I mention all of this because I am currently basking in the afterglow of a perfect weekend. It was the kind of weekend that you not only look forward to and then back upon fondly…but one in which you know it is special while you are living it. I have found that few things ever meet our expectations…much less exceed them…and that most of us hardly know that we are living the best of times when we actually are.
But I knew this weekend. I was also reminded that God is good.
Not just because I was in the company of friends who make me want to be a better person. And not because I was the filling between two generations of wonderful women that I love dearly. Not because the weather was perfect, the house was amazing or because it has been way too long since I actually ventured outside.

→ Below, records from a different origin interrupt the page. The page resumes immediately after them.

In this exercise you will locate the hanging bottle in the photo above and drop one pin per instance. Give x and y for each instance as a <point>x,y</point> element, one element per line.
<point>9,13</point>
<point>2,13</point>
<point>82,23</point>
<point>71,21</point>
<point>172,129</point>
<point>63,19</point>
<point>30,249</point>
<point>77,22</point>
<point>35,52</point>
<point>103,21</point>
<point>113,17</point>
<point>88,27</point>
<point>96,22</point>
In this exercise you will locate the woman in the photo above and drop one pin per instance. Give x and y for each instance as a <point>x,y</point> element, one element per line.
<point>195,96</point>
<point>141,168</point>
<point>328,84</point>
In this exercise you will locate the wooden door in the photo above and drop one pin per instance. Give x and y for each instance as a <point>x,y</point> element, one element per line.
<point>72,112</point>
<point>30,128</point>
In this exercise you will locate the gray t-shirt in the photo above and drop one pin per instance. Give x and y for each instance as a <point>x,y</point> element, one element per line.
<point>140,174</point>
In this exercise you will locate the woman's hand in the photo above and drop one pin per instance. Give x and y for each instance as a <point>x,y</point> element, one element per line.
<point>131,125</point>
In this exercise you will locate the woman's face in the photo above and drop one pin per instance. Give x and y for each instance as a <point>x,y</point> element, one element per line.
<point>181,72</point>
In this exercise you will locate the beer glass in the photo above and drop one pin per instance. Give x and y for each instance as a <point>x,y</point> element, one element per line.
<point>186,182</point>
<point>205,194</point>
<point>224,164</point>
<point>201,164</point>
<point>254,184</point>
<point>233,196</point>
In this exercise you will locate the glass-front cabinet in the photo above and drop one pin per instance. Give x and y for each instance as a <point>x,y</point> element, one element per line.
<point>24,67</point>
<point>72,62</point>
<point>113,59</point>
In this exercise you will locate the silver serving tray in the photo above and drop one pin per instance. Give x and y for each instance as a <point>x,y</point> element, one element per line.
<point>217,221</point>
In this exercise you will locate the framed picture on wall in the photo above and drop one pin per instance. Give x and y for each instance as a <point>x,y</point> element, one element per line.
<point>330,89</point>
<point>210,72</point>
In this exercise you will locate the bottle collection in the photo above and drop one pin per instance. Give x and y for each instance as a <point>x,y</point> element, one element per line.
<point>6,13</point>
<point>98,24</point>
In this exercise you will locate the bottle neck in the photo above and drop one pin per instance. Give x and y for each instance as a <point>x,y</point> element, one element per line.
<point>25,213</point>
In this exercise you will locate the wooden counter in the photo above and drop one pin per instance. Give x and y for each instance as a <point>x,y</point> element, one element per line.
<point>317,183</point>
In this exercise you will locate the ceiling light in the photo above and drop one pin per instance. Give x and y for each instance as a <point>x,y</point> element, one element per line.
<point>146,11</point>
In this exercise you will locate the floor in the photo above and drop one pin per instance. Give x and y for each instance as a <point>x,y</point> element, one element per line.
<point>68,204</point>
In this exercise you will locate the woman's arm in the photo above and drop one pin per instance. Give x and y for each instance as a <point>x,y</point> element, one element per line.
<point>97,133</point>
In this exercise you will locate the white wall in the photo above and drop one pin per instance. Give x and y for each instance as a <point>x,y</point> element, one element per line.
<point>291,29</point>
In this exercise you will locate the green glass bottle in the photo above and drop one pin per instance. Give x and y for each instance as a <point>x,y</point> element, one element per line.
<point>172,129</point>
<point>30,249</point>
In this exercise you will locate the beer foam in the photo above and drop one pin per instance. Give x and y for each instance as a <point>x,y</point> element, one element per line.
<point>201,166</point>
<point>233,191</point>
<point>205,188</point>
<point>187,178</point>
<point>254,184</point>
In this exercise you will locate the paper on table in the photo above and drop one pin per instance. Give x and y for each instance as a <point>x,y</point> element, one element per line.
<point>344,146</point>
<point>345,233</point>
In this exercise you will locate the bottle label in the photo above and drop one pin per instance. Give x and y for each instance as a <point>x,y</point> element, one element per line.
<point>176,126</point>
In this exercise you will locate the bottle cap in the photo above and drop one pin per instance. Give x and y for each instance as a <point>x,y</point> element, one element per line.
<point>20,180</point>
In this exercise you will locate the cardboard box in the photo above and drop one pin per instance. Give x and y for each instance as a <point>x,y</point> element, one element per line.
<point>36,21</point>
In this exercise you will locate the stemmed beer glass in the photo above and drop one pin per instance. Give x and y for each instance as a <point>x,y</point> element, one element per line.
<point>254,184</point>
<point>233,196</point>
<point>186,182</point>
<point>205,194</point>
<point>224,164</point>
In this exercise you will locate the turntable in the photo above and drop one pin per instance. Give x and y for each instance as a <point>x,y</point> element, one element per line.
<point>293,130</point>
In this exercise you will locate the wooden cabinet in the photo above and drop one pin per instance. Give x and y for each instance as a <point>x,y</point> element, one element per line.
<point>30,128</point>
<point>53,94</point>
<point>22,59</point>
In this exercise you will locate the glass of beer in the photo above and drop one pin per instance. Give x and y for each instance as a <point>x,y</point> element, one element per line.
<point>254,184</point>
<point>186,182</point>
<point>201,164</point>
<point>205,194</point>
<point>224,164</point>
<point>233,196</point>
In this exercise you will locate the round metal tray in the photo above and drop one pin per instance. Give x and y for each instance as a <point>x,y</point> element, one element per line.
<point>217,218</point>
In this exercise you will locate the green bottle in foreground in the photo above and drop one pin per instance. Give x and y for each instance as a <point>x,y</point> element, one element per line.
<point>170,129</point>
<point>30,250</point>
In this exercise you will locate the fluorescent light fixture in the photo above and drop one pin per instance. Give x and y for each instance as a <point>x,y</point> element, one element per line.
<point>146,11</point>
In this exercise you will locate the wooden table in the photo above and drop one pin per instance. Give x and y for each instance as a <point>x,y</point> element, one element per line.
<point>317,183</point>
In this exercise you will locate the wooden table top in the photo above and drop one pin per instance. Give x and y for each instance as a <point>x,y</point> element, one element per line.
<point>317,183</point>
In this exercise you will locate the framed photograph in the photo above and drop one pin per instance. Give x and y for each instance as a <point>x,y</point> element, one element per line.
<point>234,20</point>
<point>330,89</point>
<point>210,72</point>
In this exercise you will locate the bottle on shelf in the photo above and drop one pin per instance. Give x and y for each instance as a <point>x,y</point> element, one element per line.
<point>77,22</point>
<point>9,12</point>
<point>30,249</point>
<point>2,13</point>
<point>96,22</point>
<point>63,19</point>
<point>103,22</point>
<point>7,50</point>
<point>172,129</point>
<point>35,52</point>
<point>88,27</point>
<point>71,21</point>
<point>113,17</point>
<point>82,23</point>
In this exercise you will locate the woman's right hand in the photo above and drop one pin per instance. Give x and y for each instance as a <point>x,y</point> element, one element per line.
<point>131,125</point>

Simply, I was reminded that God is good.
I saw my now grown daughter spend her 21st birthday in the company of women old enough to be her mothers...by her choice. She was allowed to bring a friend...and she chose my mother.
I saw that nature has indeed corrected itself and all that remains of a horrific oil spill is an occasional tar ball and the sight of people who relentlessly try to fish them out of the water in an effort to bring back the beauty and the tourists.
I witnessed people using their God-given abilities to sing gospel music…a genre that is not my favorite. But I was inspired and blessed just the same. The praise flowed and the words of a preacher totally sold-out for God were enough to raise my spirits and give me sufficient spiritual food for reflection.
I saw God’s creativity shown differently in five different women: a painter, a writer, a decorator, an actress, and a crafter.
I learned that it is possible to stay in a place that is so peaceful, so comfortable, and so wonderful that you honestly wish you never had to leave.
Oh, I don’t know what the future holds, but I do know that for three days in my recent past that there was nowhere else on earth that I would have rather been. We prayed. We talked. We laughed hysterically. We dreamed. We hoped. We enjoyed each other’s company and our time away from the stresses of life.
In short, we experienced a little taste of heaven on earth. And that time away keeps the cords that sometimes get tangled up with busyness and the daily business of living free and independent. It keeps me grounded in knowing who I am and whose I am. It reminds me that I am not alone when I struggle, and that there are ways that God has chosen to work through me that are used to add to the happiness of other people.
For this…and the wonderful generosity of a sweet friend who provided us with a beautiful place to be together, food to nourish our bodies, and prayers to feed our souls…I am grateful. Very grateful.